You would think that someone might get a bit peeved when they had fully paid for a project and not received it for all this time. Not Joyce. Instead, she hired me for some part-time work during that transitional period between closing the gallery and moving to Paducah. Joyce has a huge collection of Edward Gorey books.
My job was to help catalog them so that she knew what she had and where she needed to continue to grow her collection. Gorey was an eccentric illustrator and writer who was born in Chicago. He died in 2000, leaving an extensive legacy of illustrations, books and contributions. I knew of his work from his PBS intro to the mystery series:
I passed many a pleasant afternoon in Joyce's company, learning about Gorey and enjoying Joyce's rich story-telling of her brother Bruce, her Jewish merchant roots in the South, her world roaming professor father, the Ganesh-collecting mother and all kinds of other fascinating insights into society, history, politics, art, travel, and so on. Joyce is one of the most brilliant people I have ever met, yet she can cry as the story demands and laugh through her pain.
So, I moved to Kentucky and her unfinished quilt remained in a box. I was overwhelmed with finding my niche here, getting my online business set up, but more than that, I was faced with the challenge of not having a good work space to finish such a large piece (the quilt is king size). Plus, she wanted it to be thick and fluffy. My machine wouldn't go through it and it would have been a bear to hand quilt it and I didn't think it would look good tied. My quilting skills have improved since I first started working on her commissions, so the floppy look of the first one was no longer acceptable.
The solution came through my friend, Pam, who is a part of my fiber group here in Paducah. This is what she does for a living.
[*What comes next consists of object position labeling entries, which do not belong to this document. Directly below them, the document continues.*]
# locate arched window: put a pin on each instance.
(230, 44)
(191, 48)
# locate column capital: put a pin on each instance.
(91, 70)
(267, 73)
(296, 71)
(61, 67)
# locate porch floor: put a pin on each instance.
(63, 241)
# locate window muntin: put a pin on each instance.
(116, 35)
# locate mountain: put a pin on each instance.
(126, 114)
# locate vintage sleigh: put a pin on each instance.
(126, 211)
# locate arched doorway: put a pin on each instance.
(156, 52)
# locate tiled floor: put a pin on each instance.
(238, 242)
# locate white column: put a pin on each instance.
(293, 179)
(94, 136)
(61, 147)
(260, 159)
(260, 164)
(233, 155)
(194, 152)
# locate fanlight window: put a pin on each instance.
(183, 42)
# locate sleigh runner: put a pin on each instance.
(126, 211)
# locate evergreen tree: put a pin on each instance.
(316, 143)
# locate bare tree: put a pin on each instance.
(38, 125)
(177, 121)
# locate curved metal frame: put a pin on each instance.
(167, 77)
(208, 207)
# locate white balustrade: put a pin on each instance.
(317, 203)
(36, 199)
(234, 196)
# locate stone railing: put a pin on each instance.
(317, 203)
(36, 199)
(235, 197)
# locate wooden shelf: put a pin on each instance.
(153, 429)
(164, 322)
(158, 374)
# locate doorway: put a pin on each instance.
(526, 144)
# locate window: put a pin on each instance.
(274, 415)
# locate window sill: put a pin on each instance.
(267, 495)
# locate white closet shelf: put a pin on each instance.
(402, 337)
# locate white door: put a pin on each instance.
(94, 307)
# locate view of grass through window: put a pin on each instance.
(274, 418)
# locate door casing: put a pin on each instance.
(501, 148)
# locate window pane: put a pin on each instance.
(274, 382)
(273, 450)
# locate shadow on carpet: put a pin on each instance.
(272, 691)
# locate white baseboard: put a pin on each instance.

She has one of those big, industrial quilting machines. I had made a wallpaper purse which she coveted, so we traded and we're both happy and now Joyce can be happy, too!
Bruce quilt front and back:
I embroidered phrases that Bruce was famous for throughout the quilt. My favorite is "Please answer the questions I forget to ask." The one shown below is also a good one, "I try to make the proper sympathetic noises."
One of the things I like about functional quilts is that when you wrap it around yourself, it's like wearing a big hug. Now Joyce will have her hug from her dear Bruce and hopefully, I can redeem myself with a hug, too.